Transgenderism is the experience, or identification with, a gender
different to the assigned biological sex, whilst gender dysphoria (GD)
is the distress experienced by transgender people, and may be present
from a very young age. Although GD incidence is rare, gender identity is
an essential part of psychological health, and if unaddressed can lead
to serious psychological issues. Current strategies for addressing GD in younger people involve psychotherapy, or delaying puberty with hormones,
so that decisions on transgender therapy can be made at an older age.
Genetics and hormones contribute to sex differences in brain development
and function that lead to more male- or female-typical characteristics; however, these processes are not well established. Furthermore, little
is known on how early in life, or to what extent, the gender-typical characteristics of transgender people become established. Earlier
diagnosis or better understanding of transgenderism could help to
improve quality of life for young transgender people, and help families
to make more informed decisions on treatment.
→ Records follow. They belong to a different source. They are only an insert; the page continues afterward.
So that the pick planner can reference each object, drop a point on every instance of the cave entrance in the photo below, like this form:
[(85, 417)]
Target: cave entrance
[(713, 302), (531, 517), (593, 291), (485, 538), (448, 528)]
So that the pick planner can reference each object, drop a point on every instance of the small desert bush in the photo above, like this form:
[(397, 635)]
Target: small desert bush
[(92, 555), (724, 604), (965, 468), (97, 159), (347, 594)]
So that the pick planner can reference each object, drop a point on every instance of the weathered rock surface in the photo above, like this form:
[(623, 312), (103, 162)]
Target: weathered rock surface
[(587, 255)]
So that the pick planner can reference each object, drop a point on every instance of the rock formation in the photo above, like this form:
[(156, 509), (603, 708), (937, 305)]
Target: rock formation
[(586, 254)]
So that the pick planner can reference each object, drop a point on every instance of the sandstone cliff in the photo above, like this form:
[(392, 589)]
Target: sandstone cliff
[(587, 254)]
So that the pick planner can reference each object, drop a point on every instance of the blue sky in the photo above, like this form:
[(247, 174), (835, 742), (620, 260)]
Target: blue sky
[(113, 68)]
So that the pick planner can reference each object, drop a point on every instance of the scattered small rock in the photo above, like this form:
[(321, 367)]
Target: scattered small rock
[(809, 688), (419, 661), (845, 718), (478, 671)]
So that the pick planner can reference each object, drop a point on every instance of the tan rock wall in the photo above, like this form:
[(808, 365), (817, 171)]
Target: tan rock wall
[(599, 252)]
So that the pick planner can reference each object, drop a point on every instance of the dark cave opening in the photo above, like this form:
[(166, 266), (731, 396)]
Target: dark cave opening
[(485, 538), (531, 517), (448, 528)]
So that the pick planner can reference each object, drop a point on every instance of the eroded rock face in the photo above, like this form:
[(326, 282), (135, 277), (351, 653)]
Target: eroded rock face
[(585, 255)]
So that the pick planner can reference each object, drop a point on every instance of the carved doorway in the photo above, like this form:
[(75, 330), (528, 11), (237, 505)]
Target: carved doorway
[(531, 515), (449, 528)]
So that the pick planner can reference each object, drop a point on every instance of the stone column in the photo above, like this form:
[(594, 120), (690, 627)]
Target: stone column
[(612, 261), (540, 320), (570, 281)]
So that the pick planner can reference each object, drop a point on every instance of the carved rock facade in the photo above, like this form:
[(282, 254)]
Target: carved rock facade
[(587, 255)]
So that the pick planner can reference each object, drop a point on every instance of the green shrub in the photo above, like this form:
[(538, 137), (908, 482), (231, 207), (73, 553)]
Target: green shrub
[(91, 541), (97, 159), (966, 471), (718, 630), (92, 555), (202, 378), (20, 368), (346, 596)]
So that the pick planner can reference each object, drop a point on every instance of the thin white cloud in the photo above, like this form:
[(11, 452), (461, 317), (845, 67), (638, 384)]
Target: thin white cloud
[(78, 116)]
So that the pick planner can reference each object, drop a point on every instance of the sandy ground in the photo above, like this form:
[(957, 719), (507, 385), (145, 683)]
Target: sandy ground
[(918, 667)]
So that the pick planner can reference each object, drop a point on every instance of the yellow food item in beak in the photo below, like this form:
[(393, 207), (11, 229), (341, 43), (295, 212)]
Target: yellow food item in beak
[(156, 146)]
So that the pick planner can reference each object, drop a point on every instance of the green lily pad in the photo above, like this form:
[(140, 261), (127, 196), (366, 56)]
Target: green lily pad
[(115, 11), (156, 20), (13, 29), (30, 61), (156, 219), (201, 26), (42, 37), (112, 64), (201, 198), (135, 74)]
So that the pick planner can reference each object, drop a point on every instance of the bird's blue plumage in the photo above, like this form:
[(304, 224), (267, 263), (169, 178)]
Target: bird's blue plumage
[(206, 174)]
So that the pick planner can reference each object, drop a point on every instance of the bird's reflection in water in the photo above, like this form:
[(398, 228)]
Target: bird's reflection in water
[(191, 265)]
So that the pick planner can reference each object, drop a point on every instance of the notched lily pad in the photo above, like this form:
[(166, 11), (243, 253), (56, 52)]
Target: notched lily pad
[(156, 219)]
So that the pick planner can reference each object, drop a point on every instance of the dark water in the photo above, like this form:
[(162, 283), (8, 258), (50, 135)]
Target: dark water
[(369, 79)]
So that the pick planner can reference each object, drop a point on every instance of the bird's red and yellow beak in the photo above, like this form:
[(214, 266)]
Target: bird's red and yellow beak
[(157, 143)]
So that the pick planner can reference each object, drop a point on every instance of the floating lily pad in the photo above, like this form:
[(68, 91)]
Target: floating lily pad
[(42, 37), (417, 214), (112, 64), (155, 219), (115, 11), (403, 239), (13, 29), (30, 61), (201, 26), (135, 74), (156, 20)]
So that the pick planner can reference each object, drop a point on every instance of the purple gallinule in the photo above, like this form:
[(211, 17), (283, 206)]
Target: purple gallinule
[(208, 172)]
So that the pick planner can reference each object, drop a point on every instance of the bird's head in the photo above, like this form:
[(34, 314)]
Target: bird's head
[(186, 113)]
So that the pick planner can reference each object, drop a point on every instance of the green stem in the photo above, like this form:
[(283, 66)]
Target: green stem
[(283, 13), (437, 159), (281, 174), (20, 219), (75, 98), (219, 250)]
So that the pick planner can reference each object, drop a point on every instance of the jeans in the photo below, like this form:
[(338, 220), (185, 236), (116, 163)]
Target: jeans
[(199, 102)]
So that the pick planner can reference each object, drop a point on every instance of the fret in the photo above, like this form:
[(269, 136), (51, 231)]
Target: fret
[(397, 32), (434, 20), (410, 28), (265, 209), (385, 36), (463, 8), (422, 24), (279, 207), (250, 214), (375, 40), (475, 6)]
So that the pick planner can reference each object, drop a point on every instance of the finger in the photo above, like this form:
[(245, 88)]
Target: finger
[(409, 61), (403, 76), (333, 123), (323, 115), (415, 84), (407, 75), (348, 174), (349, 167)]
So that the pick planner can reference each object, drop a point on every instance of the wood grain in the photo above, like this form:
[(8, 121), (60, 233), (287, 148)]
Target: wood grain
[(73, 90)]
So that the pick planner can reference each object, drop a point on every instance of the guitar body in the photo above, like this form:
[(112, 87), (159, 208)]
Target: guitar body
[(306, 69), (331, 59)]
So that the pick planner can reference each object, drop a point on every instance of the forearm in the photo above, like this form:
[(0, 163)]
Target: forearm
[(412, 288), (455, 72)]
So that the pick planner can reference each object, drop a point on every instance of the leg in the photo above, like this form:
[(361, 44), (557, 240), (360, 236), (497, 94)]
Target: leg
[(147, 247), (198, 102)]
In this study, Dr. Julie Bakker from the University of Liège, Belgium,
and her colleagues from the Center of Expertise on Gender Dysphoria at
the VU University Medical Center, the Netherlands, examined sex
differences in the brain activation patterns of young transgender
people. The study included both adolescent boys and girls with gender
dysphoria and used magnetic resonance imaging (MRI) scans to assess
brain activation patterns in response to a pheromone known to produce gender-specific activity. The pattern of brain activation in both
transgender adolescent boys and girls more closely resembled that of non-transgender boys and girls of their desired gender. In addition, GD adolescent girls showed a male-typical brain activation pattern during a visual/spatial memory exercise. Finally, some brain structural changes
were detected that were also more similar, but not identical, to those
typical of the desired gender of GD boys and girls.
Dr Bakker says, "Although more research is needed, we now have evidence
that sexual differentiation of the brain differs in young people with
GD, as they show functional brain characteristics that are typical of
their desired gender."
Dr Bakker's research will now investigate the role of hormones during
puberty on brain development and transgender differences, to help guide
and improve future diagnosis and therapy for GD adolescents.
Dr Bakker comments, "We will then be better equipped to support these
young people, instead of just sending them to a psychiatrist and hoping
that their distress will disappear spontaneously."